The Creator and Influencer Council of the Philippines (CICP), an organization of social media content creators that include bloggers and video bloggers, has said it is open to a dialog with the Bureau of Internal Revenue to tackle the tax agency’s issuance of a memorandum that reminded social media influencers of their tax obligations.
In a statement Friday, CICP said it commended the BIR in issuing the circular as it gave a general overview of all the tax rules and regulations applicable to the members of its organization.
“Furthermore, the said circular provides information as to how our members could benefit from certain tax treaties between the Philippines and its partner countries. Ultimately, this information will help our members in avoiding double taxation,” CICP said.
CICP acknowledged that payment of taxes was the lifeblood of the government and allowed it to provide necessary services especially in these uncertain times.
“As such it is imperative among us, as citizens, to do our part by paying proper taxes. We view the circular as an opportunity to exemplify the importance we give to paying taxes, and show others that we view it as a patriotic duty that any responsible citizen should fulfill,” it said.
But it hopes the BIR will soon introduce certain mechanisms that will ease the burden of tax compliance by using these digital platforms, not only for the benefit of the Influencers, but also for the benefit of all taxpayers.
“We would be happy to dialogue with the Bureau about these initiatives,” CICP said.
CICP further said it is now crafting a Code of Ethics centered around content standards, fair dealing, transparency, social responsibility and compliance with law.
“For this, we are thankful for the BIR in giving this opportunity not only for us to promote the organization’s core values, but also for us to show that we are doing our part as responsible citizens of this country,” it said.
Earlier this week, Finance Undersecretary Antonette Tionko said the Finance Department was looking at an undetermined amount of tax to be generated from the so-called “social media influencers” who are making money through online content.
The BIR defines social media influencers as those generating income for services as bloggers and video bloggers on social media sites such as YouTube, Facebook, Instagram, Twitter, TikTok, Reddit, and Snapchat. Full story on manilastandard.net.
“That is one of the measures we are adopting because that is the sector that I don’t know if they pay tax. We can check now when we ask them to register with the BIR. They can do it online. We are trying to make it easy for the local online sellers and people with transactions online by making registrations online also,” Tionko said.
When asked how much taxes could be captured from the social media influencers, Tiokno said the BIR was currently studying it.
“We will know once they register. The other way to do it is to look at their counterparties, to audit their counterparties, like the ones that advertise and all that. You can see the match, that is the way to do it. Hopefully when they register, we will get the number,” Tionko said.
Last Monday, the BIR issued a memorandum reminding social media influencers of their tax obligations.
Signed by BIR Commissioner Caesar Dulay, it was issued to inform social media influencers of their tax obligations and the possible consequences for not paying them.
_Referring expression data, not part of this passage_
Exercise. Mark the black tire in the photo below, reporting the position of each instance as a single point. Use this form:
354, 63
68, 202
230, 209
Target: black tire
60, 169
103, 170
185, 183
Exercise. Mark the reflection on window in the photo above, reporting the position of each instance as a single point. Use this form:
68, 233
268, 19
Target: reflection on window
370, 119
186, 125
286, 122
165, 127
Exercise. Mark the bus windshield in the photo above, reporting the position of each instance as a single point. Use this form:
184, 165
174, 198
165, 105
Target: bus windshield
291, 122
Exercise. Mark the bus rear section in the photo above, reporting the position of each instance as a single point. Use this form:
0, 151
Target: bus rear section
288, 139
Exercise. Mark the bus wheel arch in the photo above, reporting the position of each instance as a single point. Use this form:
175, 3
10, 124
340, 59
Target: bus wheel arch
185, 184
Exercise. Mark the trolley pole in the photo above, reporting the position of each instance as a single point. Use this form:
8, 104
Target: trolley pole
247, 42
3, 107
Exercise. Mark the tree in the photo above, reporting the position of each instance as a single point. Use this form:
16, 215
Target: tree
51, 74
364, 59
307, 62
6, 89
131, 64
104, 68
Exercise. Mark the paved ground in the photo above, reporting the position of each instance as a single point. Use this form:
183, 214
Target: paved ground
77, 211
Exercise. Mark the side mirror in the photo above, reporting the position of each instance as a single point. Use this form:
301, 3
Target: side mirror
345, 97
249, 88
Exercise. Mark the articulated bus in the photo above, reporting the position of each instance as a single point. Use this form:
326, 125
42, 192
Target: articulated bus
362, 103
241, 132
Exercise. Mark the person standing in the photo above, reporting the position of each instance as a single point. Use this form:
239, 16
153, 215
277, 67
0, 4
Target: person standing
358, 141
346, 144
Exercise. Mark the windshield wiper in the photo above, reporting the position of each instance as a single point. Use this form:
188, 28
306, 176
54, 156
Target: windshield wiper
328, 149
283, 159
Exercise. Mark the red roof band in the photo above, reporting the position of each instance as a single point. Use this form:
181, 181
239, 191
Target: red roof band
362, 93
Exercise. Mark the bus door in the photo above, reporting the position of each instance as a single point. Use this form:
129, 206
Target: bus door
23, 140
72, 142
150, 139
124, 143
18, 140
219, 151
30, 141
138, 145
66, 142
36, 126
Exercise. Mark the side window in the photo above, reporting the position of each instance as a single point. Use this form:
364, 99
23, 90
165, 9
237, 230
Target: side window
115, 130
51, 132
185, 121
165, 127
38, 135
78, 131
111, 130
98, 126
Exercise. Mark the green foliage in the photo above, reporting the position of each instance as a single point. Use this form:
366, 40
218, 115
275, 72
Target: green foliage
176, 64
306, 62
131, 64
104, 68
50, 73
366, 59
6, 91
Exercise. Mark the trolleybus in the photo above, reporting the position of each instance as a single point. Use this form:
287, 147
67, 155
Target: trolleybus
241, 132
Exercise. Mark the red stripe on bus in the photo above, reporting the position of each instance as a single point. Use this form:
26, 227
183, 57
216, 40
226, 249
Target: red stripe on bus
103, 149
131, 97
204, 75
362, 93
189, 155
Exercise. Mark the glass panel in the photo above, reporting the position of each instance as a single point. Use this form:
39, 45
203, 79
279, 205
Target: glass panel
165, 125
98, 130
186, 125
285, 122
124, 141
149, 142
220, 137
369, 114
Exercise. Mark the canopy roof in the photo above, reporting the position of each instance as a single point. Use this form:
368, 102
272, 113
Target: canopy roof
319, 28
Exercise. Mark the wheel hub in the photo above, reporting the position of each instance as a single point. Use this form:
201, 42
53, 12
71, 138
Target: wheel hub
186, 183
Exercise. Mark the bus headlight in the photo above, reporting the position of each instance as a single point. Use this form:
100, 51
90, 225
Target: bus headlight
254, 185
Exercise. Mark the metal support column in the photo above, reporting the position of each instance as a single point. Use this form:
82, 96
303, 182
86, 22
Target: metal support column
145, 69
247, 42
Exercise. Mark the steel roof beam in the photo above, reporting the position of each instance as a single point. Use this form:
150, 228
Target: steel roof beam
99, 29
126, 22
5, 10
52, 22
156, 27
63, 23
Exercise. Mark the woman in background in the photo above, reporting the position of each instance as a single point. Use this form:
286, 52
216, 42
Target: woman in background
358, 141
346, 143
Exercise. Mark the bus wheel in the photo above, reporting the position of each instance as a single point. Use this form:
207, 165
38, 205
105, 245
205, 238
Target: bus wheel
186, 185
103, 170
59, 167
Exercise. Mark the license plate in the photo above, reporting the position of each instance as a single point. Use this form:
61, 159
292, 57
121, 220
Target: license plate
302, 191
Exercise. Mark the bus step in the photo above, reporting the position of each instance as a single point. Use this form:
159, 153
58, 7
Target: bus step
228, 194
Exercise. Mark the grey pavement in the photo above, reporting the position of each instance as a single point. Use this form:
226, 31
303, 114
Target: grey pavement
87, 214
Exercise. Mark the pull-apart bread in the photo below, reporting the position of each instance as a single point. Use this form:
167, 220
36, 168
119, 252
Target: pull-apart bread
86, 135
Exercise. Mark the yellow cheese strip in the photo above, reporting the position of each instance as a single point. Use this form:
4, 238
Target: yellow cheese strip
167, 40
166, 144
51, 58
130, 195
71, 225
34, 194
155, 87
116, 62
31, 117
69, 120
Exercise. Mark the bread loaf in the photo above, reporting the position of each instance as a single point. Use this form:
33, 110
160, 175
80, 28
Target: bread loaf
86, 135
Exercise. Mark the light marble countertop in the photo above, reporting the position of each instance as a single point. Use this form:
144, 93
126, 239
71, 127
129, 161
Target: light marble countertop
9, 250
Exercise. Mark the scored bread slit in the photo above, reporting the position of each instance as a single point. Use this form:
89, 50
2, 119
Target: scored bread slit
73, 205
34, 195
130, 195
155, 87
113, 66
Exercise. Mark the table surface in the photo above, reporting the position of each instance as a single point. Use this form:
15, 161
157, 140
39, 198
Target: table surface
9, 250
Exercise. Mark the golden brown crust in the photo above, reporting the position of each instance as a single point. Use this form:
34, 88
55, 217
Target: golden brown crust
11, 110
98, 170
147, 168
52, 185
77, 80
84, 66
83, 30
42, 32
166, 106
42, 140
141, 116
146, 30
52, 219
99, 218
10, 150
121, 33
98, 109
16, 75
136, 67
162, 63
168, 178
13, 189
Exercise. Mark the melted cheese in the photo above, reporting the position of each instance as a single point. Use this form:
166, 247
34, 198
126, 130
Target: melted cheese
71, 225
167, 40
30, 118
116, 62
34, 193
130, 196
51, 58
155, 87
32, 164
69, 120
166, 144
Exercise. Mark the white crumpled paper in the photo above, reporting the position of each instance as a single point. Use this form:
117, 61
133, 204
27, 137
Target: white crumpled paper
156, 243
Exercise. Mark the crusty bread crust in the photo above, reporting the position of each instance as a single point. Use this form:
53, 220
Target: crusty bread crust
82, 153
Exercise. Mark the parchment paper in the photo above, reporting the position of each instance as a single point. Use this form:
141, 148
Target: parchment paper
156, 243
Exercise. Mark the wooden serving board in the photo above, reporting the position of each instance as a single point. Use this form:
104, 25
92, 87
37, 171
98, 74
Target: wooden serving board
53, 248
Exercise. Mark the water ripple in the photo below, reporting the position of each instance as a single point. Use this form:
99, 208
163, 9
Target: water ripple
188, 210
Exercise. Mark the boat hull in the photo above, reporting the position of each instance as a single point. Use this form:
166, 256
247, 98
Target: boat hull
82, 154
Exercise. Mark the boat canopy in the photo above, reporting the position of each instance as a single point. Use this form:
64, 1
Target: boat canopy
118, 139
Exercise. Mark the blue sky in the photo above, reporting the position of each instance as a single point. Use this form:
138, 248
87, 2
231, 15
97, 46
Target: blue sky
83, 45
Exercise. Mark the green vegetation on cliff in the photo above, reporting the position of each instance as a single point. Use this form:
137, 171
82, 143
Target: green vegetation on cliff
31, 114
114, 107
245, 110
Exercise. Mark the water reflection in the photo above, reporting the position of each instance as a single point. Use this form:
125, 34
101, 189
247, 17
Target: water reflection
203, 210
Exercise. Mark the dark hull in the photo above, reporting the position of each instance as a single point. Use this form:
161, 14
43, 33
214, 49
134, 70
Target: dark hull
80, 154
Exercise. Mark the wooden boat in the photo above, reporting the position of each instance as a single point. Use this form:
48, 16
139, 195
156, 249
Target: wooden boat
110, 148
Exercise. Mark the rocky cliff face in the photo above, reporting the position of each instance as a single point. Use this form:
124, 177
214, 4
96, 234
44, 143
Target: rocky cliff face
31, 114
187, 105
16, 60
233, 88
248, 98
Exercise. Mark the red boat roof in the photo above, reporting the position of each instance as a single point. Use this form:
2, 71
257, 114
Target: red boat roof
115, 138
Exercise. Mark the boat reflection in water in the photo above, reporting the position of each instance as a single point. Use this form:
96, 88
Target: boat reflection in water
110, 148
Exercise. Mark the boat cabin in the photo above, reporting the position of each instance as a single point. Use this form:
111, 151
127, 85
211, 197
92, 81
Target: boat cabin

“There are also reports that they are not registered with the BIR or are registered under different tax types or line of business but are also not declaring from social media platforms for tax purposes,” the memorandum read.
“Whatever may be the reasons, it is now the most opportune time to discuss the tax obligations of these social media influencers,” it said.
Social media influencers are also liable for income tax and percentage or value-added tax.
The BIR also said social media influencers are classified for tax purposes as self-employed persons engaged in trade or business as sole proprietors.
Further, the bureau cited Section 23 of the National Internal Revenue Code of 1997, which indicates that “citizens of the Philippines residing therein and domestic corporations shall be taxable on all income derived from sources within and without the Philippines.”
Apart from income tax, BIR said online content creators are also liable for business tax.
BIR said self-employed individuals whose gross sales or gross receipts and other non-operating income did not exceed the VAT threshold of P3,000,000 shall have the option to avail themselves of the 8 percent tax on gross sales or gross receipts and other non-operating income.
Meanwhile, social media influencers are allowed to deduct all ordinary and necessary expenses paid during the taxable year.
These include development, management, operation and conduct of the trade, business or exercise of profession.
For example, YouTubers may deduct the expenses from their gross income including film expenses, computer equipment, subscription and software licensing fees, internet and communication expenses, and office supplies, among others.
Those who do not pay taxes will be liable for attempting to evade or defeat tax, which imposes a fine of P500,000 to P10 million and detention of not less than six years but not more than 10 years.
Failure to pay taxes may also be a violation of Section 255 of NIRC, which imposes at least P10,000 fine and imprisonment of not less than one year but not more than 10 years.
Aside from this, the BIR also advised its offices to conduct “full-blown tax investigation” against social media influencers residing within their respective jurisdictions.